Child and Youth Advocate releases investigative review involving deaths of three Indigenous youth
The Office of the Child and Youth Advocate (OCYA) has completed an Investigative Review involving the deaths of three young people and is publicly releasing the results of the reviews as outlined under the Child and Youth Advocate Act.
Over seven months in 2015, three young people of Indigenous heritage from different communities died: two by suicide, and one in an accident. Each one of them were receiving child intervention services when they passed away, or had received services within two years of their death.
“It is important that we explore the ongoing vulnerability of children who have been exposed to early childhood trauma and work quickly to identify opportunities for child-serving systems to find solutions,” said Del Graff, Provincial Child and Youth Advocate. “Government must take action on my recommendations so that young people in similar circumstances to those of Tina, Shirley and Jazmine can succeed and reach their full potential.”
Although Tina, Shirley, and Jazmine had unique life experiences, some common themes emerged. Their mothers’ abused substances and were unable to care for them, the girls experienced early childhood trauma through exposure to violence, addictions and neglect, and they had multiple caregivers.
The intent of an Investigative Review is not to find fault with specific individuals, but to identify and advocate for system improvements that will help enhance the overall safety and well-being of children and young people who are receiving designated services.
A copy of the Investigative Review and recommendations are available on our website: ocya.alberta.ca/adult/
On April 26, 2016, the OCYA released “Toward A Better Tomorrow” chronicling the suicides of seven Indigenous youth. The report and its recommendations are available here: ocya.alberta.ca/wp-
The Office of the Child and Youth Advocate is an independent office of the Legislature, representing the rights, interests and viewpoints of children and young people receiving designated government services.

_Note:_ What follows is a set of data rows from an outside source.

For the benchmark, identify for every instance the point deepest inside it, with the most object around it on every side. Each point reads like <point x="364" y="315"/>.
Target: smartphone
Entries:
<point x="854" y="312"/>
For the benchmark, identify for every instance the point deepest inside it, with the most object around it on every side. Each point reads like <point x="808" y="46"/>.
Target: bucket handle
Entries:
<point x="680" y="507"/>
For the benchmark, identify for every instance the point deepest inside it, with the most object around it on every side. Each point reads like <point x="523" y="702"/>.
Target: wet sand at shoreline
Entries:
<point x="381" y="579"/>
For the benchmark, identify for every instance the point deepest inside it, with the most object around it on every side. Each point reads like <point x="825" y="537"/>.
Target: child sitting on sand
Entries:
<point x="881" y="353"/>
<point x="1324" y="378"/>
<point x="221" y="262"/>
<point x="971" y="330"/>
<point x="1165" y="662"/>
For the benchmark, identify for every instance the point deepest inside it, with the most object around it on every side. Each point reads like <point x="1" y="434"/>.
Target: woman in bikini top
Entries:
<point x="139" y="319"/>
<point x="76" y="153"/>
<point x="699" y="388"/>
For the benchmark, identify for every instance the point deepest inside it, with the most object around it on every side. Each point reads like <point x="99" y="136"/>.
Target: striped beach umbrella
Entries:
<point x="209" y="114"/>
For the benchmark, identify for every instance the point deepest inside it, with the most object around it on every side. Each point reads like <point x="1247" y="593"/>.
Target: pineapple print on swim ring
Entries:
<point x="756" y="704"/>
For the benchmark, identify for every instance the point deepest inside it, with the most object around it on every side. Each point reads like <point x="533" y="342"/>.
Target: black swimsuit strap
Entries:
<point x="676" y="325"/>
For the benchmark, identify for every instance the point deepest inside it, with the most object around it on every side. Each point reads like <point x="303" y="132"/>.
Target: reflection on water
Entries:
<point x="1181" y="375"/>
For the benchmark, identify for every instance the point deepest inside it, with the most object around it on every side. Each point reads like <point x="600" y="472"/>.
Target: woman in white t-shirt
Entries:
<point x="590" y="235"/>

Children’s Services Minister Danielle Larivee issued the following statement in response to the Child and Youth Advocate’s Investigative Reviews:
“We are saddened by the loss of these three young women, each of whom experienced significant grief and loss throughout their lives. Our thoughts are with those who continue to grieve for them.
“We thank the Advocate for highlighting the impact of trauma on child development. When we support children, youth and families who have lived through grief and loss, we must ensure those supports address the effects trauma has had.
“As these stories themselves make clear, for too many First Nations people, trauma, grief and loss are deeply rooted in their families and communities. This requires a coordinated response that focuses not only on the individual and immediate safety needs of young people, but on the broader realities of community trauma. We will work to ensure First Nations are supported to lead community responses to these realities.
“Our government will continue to focus our efforts to ensure that all of this important work happens in the spirit of reconciliation with Indigenous peoples.
“We are currently implementing training to ensure that staff, as well as foster and kinship parents, are better equipped to support children and families dealing with grief and loss. This training helps them recognize the signs that a child is struggling with grief and loss, understand how this has affected the child and teaches them to help the child build resiliency.”